Nicolette Reim
Artist Statement
Artists and writers tend to work in more than one medium. Poets switch to picture-making, perhaps to take a break from struggling to make sense with words. Visual art has its own struggles with order, the rules are different for creating pictorial space on a flat surface from those configuring words to provoke mental images. Renunciation of standard uses of letters is found in many callings. Poetry can find itself on anything from a page of paper, to a stone, or the side of a building––isolated words or non-words can become ideograms, entirely themselves, free of connotation. Whatever the pursuit, an identifiable pattern must exist, otherwise an openness of form is simply rampant and self-indulgent incoherence.

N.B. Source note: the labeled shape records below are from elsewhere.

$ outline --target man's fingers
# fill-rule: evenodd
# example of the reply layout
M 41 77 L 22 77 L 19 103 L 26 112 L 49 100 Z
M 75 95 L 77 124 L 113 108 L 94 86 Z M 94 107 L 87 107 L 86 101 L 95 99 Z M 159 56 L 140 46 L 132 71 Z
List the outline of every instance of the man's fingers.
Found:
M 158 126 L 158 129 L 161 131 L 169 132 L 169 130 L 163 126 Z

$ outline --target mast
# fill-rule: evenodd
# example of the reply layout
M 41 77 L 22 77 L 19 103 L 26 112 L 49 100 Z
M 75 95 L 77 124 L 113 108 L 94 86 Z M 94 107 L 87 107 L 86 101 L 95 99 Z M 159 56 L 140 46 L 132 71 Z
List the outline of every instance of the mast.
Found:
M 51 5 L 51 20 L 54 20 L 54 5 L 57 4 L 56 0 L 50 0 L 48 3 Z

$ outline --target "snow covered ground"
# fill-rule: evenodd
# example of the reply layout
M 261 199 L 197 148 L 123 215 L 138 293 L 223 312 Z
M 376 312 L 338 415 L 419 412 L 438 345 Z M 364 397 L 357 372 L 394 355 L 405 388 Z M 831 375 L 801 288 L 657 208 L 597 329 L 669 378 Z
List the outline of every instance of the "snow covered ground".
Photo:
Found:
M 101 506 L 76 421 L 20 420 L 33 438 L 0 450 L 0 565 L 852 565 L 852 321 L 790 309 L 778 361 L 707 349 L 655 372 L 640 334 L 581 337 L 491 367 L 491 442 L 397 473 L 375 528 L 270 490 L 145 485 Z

Arrangements with letters that don’t form words is a means by which control can come from the individual rather than the “authority.” Pivoting from conventional means can produce a sort of system akin to tradition with a more personal view. Robert Frost referred to a lack of traditional poetic form as “playing tennis without the net.” Magritte remarked that people who look for symbolic meanings in visual art fail to grasp the inherent poetry and mystery of the image––”What does this mean?” expresses a desire for everything to be understandable. Not having to define an image leads to other responses, and different questions. Playing “netless” in art/poetry, is a way to enter the possibilities of imagination.